The Butler Did It

Meanwhile Gallery, 2/99 Wllis Street, Wellington

08/03/2023 - 11/03/2023

NZ Fringe Festival 2023

Production Details


Based on work by Kelsey Aldersley and Isabella Murray
Written and directed by Isabella Murray and Revena Correll Trnka
With devising from Adam Herbert and David Bowers-Mason

Duct Taped On


Run Time: 60 minutes
Times: 8-11 March, 8pm
Location: Meanwhile Gallery, 2/99 Willis Street
Tickets: $8-$10

https://fringe.co.nz/show/the-butler-did-it

And good old fashioned murder mystery. The Butler Did It is an absurd, interactive comedy, featuring Wellington’s best detective, and the other one. The superintendent has been murdered in the art gallery and Detectives Didit and Dunnit only have 60 minutes to solve the case before the rest of the Lower Hutt police arrive and take over. Everybody’s a suspect as they follow the clues and twist to try and untangle the mystery.

The Butler Did It is an interactive show – the audience will be spoken to directly and asked for responses, but will not need to step into the performance space. The show is based on the two most prevalent detective tropes – the callous genius and the bumbling idiot.

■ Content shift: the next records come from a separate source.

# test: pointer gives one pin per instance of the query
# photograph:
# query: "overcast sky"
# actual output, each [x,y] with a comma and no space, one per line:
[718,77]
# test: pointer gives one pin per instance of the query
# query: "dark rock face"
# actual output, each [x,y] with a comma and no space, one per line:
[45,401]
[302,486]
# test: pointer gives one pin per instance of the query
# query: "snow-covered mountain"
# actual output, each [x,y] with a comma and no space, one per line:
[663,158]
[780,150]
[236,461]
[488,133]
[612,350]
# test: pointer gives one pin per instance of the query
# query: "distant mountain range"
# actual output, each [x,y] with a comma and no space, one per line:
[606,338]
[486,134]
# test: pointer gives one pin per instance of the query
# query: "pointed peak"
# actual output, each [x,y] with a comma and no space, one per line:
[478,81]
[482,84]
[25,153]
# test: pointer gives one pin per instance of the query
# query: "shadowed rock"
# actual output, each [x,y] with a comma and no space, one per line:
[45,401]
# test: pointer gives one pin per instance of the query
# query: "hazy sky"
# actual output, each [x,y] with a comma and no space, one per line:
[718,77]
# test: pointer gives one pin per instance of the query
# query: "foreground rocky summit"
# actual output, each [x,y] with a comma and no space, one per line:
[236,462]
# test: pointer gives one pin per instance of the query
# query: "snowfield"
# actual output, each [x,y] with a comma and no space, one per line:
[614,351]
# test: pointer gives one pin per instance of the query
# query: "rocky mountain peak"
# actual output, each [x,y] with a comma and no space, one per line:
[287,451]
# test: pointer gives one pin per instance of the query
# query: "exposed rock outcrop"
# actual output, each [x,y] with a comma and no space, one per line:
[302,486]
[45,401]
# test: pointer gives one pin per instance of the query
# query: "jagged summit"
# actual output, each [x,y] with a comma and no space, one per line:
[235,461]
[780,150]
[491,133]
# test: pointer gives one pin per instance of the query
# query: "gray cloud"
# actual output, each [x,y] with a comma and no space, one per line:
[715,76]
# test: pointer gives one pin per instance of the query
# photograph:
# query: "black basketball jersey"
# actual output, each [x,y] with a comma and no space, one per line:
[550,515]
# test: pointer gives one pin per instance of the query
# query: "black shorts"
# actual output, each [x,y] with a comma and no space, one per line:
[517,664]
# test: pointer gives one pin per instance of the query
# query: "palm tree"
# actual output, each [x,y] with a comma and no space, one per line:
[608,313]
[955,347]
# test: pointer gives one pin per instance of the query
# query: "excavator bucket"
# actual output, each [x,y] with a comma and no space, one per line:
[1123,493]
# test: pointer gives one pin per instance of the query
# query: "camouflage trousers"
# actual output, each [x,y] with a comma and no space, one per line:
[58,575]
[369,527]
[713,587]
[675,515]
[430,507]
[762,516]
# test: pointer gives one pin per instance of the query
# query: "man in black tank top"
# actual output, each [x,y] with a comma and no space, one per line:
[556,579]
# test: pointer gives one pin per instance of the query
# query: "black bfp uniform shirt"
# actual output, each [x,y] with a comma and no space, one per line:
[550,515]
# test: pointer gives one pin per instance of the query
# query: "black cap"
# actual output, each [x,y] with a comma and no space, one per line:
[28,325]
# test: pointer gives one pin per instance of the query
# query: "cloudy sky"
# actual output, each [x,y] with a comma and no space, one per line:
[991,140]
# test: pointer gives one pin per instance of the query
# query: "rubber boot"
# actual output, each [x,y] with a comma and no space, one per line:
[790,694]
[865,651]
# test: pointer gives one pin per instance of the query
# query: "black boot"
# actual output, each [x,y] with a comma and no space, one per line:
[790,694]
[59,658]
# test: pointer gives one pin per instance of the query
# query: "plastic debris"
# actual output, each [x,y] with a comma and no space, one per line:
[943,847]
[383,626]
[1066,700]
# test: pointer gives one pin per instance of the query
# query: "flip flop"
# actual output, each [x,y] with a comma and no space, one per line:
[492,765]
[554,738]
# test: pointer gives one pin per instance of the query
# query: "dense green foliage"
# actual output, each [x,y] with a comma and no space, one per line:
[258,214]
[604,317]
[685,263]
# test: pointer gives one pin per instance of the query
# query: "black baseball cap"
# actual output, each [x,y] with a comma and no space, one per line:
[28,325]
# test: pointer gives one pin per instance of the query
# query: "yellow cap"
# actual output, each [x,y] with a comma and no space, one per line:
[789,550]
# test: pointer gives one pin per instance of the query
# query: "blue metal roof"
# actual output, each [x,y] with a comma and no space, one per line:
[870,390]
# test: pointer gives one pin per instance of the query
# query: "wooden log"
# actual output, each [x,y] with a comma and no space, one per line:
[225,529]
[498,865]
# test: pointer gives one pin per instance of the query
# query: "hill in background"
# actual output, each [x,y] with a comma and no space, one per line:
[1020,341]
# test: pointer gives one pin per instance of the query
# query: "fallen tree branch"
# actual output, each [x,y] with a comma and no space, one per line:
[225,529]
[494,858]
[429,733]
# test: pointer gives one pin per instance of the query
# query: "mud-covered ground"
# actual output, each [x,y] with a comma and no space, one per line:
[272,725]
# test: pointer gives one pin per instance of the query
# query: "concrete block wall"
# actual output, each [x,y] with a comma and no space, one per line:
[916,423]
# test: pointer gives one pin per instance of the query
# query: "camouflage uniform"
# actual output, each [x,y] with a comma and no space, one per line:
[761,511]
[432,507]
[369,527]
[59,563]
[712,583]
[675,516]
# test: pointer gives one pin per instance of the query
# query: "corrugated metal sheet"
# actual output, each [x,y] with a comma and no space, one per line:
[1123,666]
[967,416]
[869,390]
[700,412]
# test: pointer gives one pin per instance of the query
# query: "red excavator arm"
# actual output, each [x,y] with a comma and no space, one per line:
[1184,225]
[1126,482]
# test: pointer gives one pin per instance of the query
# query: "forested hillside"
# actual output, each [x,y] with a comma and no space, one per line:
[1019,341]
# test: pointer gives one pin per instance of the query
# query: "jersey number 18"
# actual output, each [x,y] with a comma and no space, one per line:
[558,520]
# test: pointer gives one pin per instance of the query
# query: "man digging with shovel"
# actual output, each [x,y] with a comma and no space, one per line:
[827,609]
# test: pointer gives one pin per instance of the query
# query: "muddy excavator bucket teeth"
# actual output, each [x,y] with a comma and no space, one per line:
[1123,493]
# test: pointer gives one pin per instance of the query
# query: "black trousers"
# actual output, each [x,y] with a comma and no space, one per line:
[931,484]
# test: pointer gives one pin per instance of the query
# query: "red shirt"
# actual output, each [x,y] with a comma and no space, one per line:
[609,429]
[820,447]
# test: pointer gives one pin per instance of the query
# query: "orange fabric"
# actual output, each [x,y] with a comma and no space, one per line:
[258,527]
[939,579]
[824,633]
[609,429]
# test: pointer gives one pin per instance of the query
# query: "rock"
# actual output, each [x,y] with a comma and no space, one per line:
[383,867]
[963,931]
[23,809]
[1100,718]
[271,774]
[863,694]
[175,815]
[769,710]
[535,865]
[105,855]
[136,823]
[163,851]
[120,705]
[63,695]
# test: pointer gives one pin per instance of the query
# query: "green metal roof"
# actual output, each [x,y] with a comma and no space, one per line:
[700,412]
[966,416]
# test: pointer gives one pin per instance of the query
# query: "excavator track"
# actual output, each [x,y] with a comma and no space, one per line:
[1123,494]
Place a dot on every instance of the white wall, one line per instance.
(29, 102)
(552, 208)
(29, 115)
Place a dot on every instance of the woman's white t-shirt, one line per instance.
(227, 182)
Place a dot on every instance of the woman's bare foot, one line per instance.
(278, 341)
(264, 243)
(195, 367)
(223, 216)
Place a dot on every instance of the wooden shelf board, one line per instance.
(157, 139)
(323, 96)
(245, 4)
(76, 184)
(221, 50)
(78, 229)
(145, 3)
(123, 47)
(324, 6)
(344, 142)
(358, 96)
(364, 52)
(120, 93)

Starring Adam Herbert (Detective Didit) and David Bowers-Mason (Detective Dunnit)


Theatre ,


60

50 minutes of well-dressed chaos and clumsiness that has the audience in fits of laughter

Review by Talia Carlisle 10th Mar 2023

Brush off your bowler hat and pull up your braces for the night that promises to be “unlike any art gallery opening before” – and that is an understatement. 

Witnesses of The Butler Did It by Duct Taped On arrive at Meanwhile Gallery to find a warning that this is an interactive show which features death, fake weapons, loud noises, and antagonistic views of Lower Hutt (well, what show doesn’t…?)

The rest we are yet to discover.

The beautiful open space of Meanwhile Gallery on Willis St is so perfect for a performance venue that it is my second visit there – and my second time being part of a murder mystery in this venue.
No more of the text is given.